Durante il project work il docente/tutor affiderà la moderazione del gruppo a turno a singoli studenti affinché ciascuno studente apprenda la responsabilità di valorizzazione e di gestione della discussione di un lavoro in team. La piattaforma, soprattutto se proprietaria, potrà valutare sul proprio sistema di tracciamento sia le revisioni create in maniera collaborativa in ogni sessione, sia il prodotto finale del project work.

Da ultimo è importante, sempre nel modello sviluppato di apprendimento, predisporre le Simulazioni di prove di esame. Si tratta di proporre da parte del docente/tutor un compito strutturato come potrebbe essere quello dell’esame conclusivo del corso. Il docente/tutor rende disponibile la prova d’esame a tutti gli studenti connessi e stabilisce il tempo di svolgimento. In questa fase, per tutto il tempo della simulazione d’esame, gli studenti possono interloquire con il docente/tutor con domande specifiche e dettagli su argomenti della prova d’esame. Il compito, rilasciato sulla piattaforma verrà poi corretto e valutato dal docente/tutor. Sul sistema di tracciamento gli studenti troveranno le proprie prove corrette, che in una successiva classe interattiva verranno discusse con il docente/tutor.

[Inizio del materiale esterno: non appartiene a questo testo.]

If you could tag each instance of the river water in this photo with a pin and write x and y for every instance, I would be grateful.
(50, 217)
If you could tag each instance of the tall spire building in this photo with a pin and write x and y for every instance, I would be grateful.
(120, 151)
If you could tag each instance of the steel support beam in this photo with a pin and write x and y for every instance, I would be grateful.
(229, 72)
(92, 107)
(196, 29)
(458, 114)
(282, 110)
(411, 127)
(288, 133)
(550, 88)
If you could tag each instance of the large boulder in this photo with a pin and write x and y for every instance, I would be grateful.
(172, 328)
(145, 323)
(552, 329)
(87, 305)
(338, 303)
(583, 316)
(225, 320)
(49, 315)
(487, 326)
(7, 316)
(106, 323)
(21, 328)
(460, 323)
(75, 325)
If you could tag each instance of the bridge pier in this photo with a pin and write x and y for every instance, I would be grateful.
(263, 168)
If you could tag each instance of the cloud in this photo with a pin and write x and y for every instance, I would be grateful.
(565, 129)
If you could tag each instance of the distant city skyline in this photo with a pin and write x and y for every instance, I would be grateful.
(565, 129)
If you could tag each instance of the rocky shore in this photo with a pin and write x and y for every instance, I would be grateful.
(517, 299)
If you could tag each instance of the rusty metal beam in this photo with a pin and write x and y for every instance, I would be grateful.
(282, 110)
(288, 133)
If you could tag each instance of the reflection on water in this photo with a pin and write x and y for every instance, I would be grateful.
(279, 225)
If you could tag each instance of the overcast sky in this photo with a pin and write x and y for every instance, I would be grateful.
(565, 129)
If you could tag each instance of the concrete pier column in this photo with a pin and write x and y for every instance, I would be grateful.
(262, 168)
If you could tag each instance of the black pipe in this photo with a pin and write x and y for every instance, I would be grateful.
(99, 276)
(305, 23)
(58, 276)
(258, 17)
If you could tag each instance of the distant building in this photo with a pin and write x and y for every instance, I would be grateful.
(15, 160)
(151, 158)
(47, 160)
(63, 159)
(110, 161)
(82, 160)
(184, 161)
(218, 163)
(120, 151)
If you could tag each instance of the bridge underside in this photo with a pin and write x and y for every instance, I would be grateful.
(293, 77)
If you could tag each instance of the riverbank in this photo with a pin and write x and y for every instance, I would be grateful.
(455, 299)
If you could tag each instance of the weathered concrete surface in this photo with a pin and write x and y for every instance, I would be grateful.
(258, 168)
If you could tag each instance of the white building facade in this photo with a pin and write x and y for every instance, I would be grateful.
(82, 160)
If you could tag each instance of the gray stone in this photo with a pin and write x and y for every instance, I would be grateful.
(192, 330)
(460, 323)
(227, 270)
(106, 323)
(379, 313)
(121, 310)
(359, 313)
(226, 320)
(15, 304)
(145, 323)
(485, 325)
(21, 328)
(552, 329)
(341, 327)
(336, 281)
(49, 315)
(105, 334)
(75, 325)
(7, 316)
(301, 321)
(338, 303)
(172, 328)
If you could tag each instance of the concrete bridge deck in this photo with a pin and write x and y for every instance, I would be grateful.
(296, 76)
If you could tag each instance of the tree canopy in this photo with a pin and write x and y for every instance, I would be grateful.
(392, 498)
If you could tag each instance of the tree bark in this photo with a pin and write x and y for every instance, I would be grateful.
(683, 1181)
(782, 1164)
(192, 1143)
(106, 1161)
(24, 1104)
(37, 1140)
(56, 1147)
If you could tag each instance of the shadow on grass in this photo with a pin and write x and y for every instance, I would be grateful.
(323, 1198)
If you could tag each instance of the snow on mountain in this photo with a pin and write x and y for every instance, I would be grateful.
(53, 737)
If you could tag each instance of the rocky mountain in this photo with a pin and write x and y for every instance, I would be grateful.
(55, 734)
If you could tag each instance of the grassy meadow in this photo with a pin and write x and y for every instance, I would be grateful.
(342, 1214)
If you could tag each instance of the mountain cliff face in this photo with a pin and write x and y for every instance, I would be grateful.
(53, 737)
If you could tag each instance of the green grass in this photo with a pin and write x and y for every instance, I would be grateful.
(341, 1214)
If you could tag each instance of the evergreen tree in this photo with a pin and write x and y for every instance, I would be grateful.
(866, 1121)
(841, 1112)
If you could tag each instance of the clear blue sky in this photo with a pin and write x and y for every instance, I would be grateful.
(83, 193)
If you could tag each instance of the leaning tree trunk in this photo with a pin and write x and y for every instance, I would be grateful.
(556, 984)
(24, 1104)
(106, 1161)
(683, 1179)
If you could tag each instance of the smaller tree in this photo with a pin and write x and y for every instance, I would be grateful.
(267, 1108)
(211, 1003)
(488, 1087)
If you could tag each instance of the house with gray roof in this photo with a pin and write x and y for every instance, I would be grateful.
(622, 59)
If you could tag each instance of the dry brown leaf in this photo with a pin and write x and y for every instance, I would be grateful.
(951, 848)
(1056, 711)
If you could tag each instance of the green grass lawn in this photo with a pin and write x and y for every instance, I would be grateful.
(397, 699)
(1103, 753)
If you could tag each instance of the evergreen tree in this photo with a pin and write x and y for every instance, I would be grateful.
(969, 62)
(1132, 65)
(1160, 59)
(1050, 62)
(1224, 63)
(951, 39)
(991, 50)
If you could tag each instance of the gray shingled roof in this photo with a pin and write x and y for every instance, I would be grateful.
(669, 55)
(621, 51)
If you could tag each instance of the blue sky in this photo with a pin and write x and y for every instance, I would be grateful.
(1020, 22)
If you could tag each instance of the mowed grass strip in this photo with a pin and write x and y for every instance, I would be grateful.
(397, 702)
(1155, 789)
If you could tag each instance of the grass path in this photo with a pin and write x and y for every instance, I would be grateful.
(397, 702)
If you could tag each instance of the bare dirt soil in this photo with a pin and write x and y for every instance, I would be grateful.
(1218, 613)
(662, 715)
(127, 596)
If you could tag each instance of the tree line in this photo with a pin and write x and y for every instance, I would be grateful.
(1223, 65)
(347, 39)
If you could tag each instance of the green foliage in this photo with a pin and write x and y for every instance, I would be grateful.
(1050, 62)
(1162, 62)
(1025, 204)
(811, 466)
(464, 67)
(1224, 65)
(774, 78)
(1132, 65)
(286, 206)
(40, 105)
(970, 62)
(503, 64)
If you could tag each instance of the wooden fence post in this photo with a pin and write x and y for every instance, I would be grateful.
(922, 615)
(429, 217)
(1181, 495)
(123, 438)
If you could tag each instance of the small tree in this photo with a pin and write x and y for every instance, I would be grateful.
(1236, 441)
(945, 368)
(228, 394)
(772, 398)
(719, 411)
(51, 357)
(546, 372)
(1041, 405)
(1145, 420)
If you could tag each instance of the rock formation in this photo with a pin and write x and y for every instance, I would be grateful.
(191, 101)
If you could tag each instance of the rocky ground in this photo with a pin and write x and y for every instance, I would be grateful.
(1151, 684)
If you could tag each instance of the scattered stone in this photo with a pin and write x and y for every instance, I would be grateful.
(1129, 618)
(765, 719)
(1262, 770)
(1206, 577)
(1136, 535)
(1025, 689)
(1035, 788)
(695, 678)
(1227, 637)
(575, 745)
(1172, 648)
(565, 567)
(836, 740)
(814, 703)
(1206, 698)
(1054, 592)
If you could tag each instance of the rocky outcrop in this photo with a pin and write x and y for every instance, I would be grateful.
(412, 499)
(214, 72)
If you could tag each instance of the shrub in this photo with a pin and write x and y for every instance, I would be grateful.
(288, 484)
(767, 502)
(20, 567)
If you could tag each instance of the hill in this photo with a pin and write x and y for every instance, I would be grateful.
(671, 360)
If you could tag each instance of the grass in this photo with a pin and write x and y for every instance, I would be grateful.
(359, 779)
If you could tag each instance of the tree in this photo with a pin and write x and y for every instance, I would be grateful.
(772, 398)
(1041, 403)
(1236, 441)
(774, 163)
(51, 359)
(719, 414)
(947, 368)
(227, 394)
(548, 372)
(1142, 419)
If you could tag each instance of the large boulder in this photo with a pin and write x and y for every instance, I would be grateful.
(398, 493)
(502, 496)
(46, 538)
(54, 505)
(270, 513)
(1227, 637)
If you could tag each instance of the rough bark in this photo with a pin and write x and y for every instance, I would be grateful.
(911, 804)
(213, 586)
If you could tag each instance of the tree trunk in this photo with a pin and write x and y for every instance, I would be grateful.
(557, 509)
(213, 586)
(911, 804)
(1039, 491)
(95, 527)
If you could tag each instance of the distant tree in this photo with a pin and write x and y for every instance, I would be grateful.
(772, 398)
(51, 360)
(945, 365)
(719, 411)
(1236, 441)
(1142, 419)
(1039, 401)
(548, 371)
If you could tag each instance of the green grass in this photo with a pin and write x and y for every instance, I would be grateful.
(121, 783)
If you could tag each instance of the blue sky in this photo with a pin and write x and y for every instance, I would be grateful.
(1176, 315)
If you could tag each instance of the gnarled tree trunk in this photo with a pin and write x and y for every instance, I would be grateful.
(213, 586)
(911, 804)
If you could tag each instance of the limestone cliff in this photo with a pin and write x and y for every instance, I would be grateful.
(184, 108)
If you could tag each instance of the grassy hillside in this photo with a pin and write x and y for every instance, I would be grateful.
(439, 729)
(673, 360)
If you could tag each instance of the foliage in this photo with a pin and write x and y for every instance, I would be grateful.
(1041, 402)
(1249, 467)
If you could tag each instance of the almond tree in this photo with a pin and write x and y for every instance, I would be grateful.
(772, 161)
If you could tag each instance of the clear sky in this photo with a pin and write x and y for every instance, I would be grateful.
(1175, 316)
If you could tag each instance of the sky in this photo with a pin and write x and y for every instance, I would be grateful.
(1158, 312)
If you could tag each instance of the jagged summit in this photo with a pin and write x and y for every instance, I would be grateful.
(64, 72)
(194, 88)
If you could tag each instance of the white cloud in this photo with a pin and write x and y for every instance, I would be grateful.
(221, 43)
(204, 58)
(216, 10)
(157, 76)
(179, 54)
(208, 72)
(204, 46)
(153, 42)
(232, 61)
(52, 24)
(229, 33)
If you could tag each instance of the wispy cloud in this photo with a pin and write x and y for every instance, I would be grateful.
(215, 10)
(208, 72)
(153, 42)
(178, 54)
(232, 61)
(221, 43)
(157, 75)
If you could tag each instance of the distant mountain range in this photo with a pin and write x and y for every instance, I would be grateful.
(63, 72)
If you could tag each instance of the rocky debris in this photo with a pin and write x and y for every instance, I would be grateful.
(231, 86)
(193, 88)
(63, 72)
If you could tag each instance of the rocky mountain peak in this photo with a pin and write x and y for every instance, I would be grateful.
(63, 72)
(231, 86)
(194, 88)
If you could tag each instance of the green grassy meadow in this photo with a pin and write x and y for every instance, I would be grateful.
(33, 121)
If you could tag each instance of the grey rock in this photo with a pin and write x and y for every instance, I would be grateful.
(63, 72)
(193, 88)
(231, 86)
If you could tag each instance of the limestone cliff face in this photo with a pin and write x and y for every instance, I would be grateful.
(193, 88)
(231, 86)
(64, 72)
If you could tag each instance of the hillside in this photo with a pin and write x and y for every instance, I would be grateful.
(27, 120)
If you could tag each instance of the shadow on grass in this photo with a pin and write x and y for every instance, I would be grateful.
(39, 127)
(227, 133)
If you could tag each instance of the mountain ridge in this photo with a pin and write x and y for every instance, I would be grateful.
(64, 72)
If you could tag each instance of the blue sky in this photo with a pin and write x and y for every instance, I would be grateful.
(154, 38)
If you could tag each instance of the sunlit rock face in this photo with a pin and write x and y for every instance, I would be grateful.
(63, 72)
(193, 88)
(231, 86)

Ecco dunque un cambiamento d’epoca. Quali sfide comporta nell’ambito formativo? Ridisegnare modelli e processi di apprendimento tenendo conto del cambiamento delle società (ad esempio, offrendo possibilità collaborative tra centri accademici di nazioni differenti oppure accompagnare i rifugiati al completamento o al riconoscimento dei percorsi universitari). Del resto «in rete si costruisce una vera cittadinanza. L’accesso alle reti digitali comporta una responsabilità per l’altro, che non vediamo ma è reale, ha la sua dignità che va rispettata. La rete può essere ben utilizzata per far crescere una società sana e aperta alla condivisione» (Francesco, 50ª Giornata mondiale delle comunicazioni sociali, 2016).